Зато сейчас, отведенные от линии фронта на отдых, мы радовались всему: и весне, и хорошим вестям с фронта. Читали запоем газеты, и старые, и новые. Правда, многие из нас переоценивали тогда успехи первых наступательных операций наших войск. Как-то перед совещанием один из политотдельцев, прочтя в сводке Совинформбюро о частной операции на Северо-Западном фронте, воскликнул:
— Ну, теперь наши из-под Великих Лук так двинут, что в один момент весь маршрут бригады пройдут.
Герман повернулся к говорившему и зло спросил:
— А вам, товарищ политрук, этот маршрут легким показался?
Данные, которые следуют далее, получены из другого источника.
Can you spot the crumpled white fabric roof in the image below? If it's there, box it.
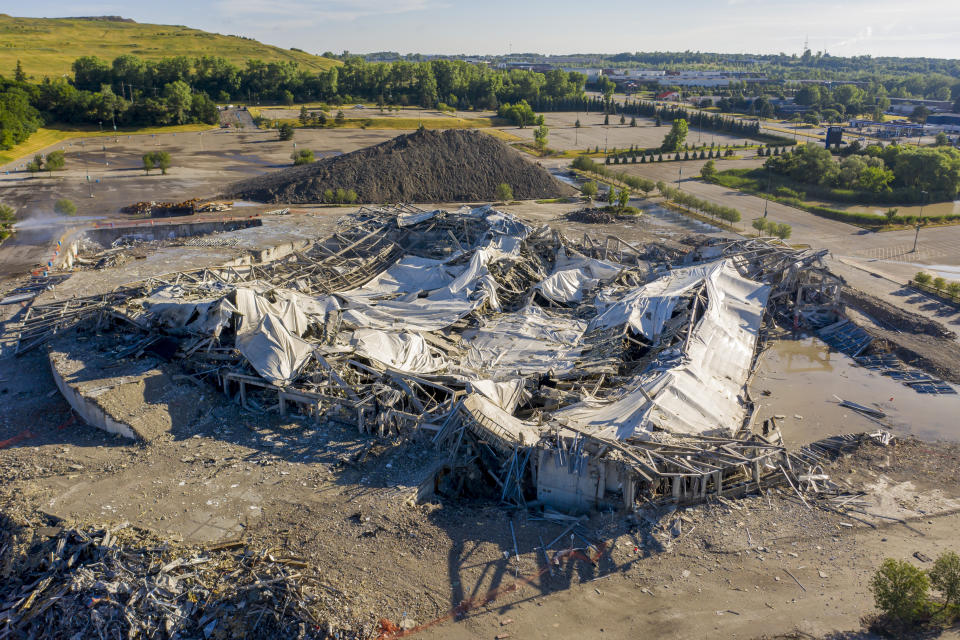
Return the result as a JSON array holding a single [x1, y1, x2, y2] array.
[[590, 262, 724, 341], [535, 250, 623, 303], [353, 329, 447, 373], [553, 260, 770, 440], [463, 305, 586, 379], [338, 241, 502, 331]]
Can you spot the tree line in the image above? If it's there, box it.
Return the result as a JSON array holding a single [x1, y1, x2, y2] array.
[[764, 144, 960, 203], [0, 55, 586, 148]]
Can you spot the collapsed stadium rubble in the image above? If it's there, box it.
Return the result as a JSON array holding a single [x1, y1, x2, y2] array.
[[17, 205, 856, 512]]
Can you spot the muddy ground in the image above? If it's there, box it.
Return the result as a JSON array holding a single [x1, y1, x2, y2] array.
[[0, 117, 960, 640], [0, 211, 960, 639], [0, 338, 960, 638]]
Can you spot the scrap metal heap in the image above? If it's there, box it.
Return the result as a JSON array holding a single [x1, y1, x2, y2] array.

Комиссар поддержал политотдельца:
— А что. Возьмут и рванут к самой Латвии.
Александр Викторович уже спокойно, но с твердой убежденностью возразил:
— Нет, товарищ комиссар, не рванут. Нам еще в этих местах об обороне думать следует. Хватит того, что до войны кое-кто из нашего начальства «ура» прокричал на добрых пять лет вперед…
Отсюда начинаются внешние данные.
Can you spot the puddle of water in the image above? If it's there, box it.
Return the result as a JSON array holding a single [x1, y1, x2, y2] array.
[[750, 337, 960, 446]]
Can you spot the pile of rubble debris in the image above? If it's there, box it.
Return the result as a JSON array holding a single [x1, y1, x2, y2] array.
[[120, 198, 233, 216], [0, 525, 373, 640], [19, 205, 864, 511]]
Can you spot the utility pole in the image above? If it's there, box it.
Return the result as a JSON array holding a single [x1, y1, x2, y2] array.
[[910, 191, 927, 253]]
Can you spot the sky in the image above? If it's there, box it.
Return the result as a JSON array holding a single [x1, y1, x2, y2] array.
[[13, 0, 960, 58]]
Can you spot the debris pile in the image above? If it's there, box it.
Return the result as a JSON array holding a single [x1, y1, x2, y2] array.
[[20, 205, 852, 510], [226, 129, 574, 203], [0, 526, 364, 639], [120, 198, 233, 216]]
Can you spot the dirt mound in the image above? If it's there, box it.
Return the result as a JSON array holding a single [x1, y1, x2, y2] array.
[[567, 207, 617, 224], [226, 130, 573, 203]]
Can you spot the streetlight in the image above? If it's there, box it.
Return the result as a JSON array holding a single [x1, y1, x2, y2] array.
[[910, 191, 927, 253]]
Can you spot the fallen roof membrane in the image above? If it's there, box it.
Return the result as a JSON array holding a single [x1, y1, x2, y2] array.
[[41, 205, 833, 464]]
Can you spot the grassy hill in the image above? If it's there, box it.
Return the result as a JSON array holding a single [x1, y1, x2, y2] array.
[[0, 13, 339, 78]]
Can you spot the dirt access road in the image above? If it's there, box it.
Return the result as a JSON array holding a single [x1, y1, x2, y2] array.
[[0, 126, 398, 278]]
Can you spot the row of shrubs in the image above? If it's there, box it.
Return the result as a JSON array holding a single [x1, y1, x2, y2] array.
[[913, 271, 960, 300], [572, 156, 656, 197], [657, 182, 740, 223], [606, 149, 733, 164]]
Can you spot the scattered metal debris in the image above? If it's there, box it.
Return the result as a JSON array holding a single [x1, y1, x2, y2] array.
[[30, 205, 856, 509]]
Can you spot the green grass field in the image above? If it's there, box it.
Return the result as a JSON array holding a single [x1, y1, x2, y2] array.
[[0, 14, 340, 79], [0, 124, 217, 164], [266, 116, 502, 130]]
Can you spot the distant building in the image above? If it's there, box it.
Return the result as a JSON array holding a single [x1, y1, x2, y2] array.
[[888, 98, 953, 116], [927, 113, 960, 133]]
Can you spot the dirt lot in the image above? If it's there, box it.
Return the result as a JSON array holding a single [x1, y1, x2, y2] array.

Стояли наши отряды тогда в деревне Большое Гвоздово… Под вечер 16 мая я возвращался из соседнего села, где проводил с жителями беседу о военном и международном положении страны. На окраине деревни неожиданно встретил Германа:
— А я вас поджидаю, Михаил Леонидович.
— Ну что ж, тогда, как говорил Литвиненко, потопаем до хаты, — немного удивившись, пригласил я.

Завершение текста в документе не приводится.